1 Executive Summary
An ever-increasing number of devices, sensors and people are connected to the global internet and generate, communicate, share and access data. The volume of this data has become so large in recent years, that it is referred to as “Big Data”. However, in itself, Big Data has no meaning and little value; it is the analysis and interpretation of Big Data into Smart Information that creates value. This Smart Information has already proven valuable in a wide range of areas. However, there are also increasing concerns around the ethics relating to the way in which some data is collected and analysed. This analysis can impact on individual privacy and safety as well as on society itself. This report describes how better information stewardship for Big Data can address these challenges.
Smart Information is Big Data analysed to make it useful - for example to improve effectiveness, to help make better decisions and to more accurately forecast likely outcomes. However, the value of this analysis can be compromised if the Big Data is not trustworthy. For example - if its source is in doubt, the validity of the data is uncertain or the right to use the data is not known.
The normal information security challenges apply equally to Big Data. The infrastructure used to acquire, store and analyse Big Data acquisition needs to be secure. However, some of the technology that underlies the processing of Big Data was conceived to provide massively scalability rather than to enforce security controls. Good data management is essential to protect the value and veracity of Big Data; however, Big Data turns the classical information lifecycle on its head. Internally generated Big Data is often unstructured and may have no formal owner or classification. The provenance of externally acquired Big Data may be doubtful and its ownership may be subject to dispute. These factors also increase the ethical and compliance challenges around the use of Big Data.

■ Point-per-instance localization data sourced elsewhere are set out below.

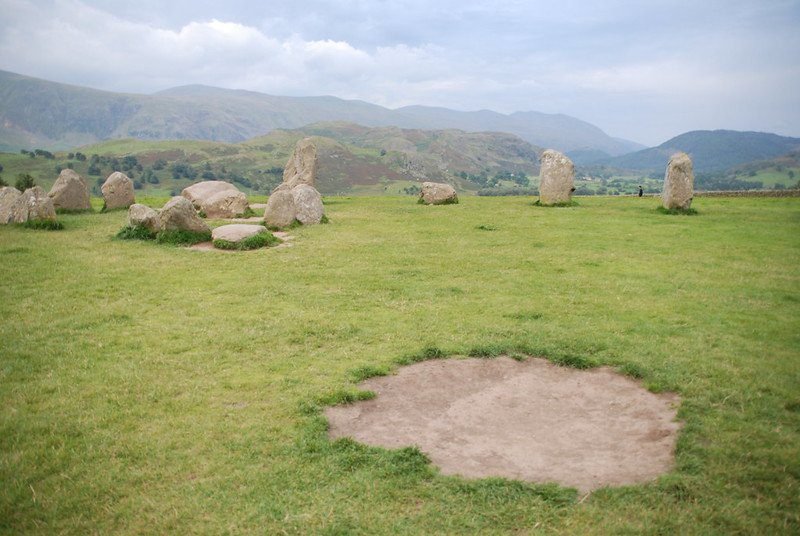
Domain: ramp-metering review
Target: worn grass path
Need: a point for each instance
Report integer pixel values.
(150, 389)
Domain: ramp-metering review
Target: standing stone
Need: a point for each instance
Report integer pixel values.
(143, 216)
(437, 193)
(301, 167)
(70, 192)
(557, 178)
(307, 204)
(280, 211)
(678, 183)
(200, 192)
(33, 205)
(8, 196)
(118, 191)
(179, 215)
(225, 204)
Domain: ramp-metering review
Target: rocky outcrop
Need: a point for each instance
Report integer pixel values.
(118, 191)
(236, 232)
(296, 199)
(437, 193)
(8, 196)
(179, 215)
(143, 216)
(301, 167)
(556, 178)
(33, 205)
(225, 204)
(201, 192)
(70, 192)
(678, 183)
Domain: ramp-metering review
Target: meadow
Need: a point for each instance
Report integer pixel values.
(146, 388)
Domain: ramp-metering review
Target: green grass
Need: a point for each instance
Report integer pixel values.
(261, 240)
(163, 390)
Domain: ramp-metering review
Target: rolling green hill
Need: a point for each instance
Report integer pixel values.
(37, 113)
(711, 150)
(352, 159)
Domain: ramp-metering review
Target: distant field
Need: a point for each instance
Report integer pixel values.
(150, 389)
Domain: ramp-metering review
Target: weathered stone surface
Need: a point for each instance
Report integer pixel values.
(143, 216)
(678, 182)
(70, 192)
(225, 204)
(179, 215)
(557, 178)
(280, 211)
(307, 204)
(118, 191)
(200, 192)
(236, 232)
(33, 205)
(8, 196)
(301, 167)
(437, 193)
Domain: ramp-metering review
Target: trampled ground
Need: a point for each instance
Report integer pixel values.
(145, 388)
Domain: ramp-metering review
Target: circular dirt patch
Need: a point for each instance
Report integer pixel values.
(528, 420)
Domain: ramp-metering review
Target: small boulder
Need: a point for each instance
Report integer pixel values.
(200, 192)
(33, 205)
(70, 192)
(179, 215)
(225, 204)
(301, 167)
(8, 196)
(678, 183)
(143, 216)
(557, 178)
(437, 193)
(118, 191)
(280, 211)
(236, 232)
(308, 204)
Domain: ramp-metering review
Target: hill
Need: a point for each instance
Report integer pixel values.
(711, 150)
(352, 159)
(40, 114)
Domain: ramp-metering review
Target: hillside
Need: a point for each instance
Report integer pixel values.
(40, 114)
(711, 150)
(352, 159)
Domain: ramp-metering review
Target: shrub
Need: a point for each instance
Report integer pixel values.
(260, 240)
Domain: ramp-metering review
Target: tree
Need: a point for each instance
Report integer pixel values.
(24, 181)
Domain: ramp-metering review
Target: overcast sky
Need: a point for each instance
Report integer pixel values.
(642, 70)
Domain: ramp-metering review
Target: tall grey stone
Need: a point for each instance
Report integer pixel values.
(557, 178)
(678, 182)
(70, 192)
(33, 205)
(437, 193)
(118, 191)
(8, 196)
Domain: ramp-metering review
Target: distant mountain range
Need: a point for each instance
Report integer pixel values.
(711, 150)
(36, 113)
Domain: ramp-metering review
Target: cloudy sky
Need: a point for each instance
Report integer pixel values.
(642, 70)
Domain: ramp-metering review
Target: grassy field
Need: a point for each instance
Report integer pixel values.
(151, 389)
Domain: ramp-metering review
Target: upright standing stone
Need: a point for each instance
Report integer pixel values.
(557, 178)
(437, 193)
(33, 205)
(302, 166)
(8, 196)
(296, 198)
(118, 191)
(678, 183)
(70, 192)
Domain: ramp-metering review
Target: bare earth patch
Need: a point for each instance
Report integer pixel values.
(528, 420)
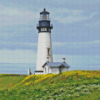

To meet these challenges organizations should implement information stewardship for Big Data. Information stewardship uses good governance techniques to ensure that Big Data is acquired, used and managed in ways that are ethical, compliant and secure.
The infrastructure for processing Big Data should be secured; it should be acquired, built, run and managed using the same disciplines as for other kinds of data processing.
The lifecycle of Big Data should be properly managed. Big Data should have an owner who is responsible for its classification as well as control over its use and lifecycle. Big Data that originates externally must be from verifiably trustworthy sources. Access to Big Data should be subject to the same rules of access governance as other data. There should be a clear policy for the retention of Big Data and processes to ensure that it is securely disposed of at its end of life.
Good Information Stewardship helps to ensure that Big Data is used in ways that are ethical, compliant and secure. It demands that the potential impact of any use of Big Data both on the organization and externally (for example on the data subjects) should be assessed. The risks identified should be managed using controls that can be audited. KuppingerCole recommends that organizations should implement good information stewardship for all data processing.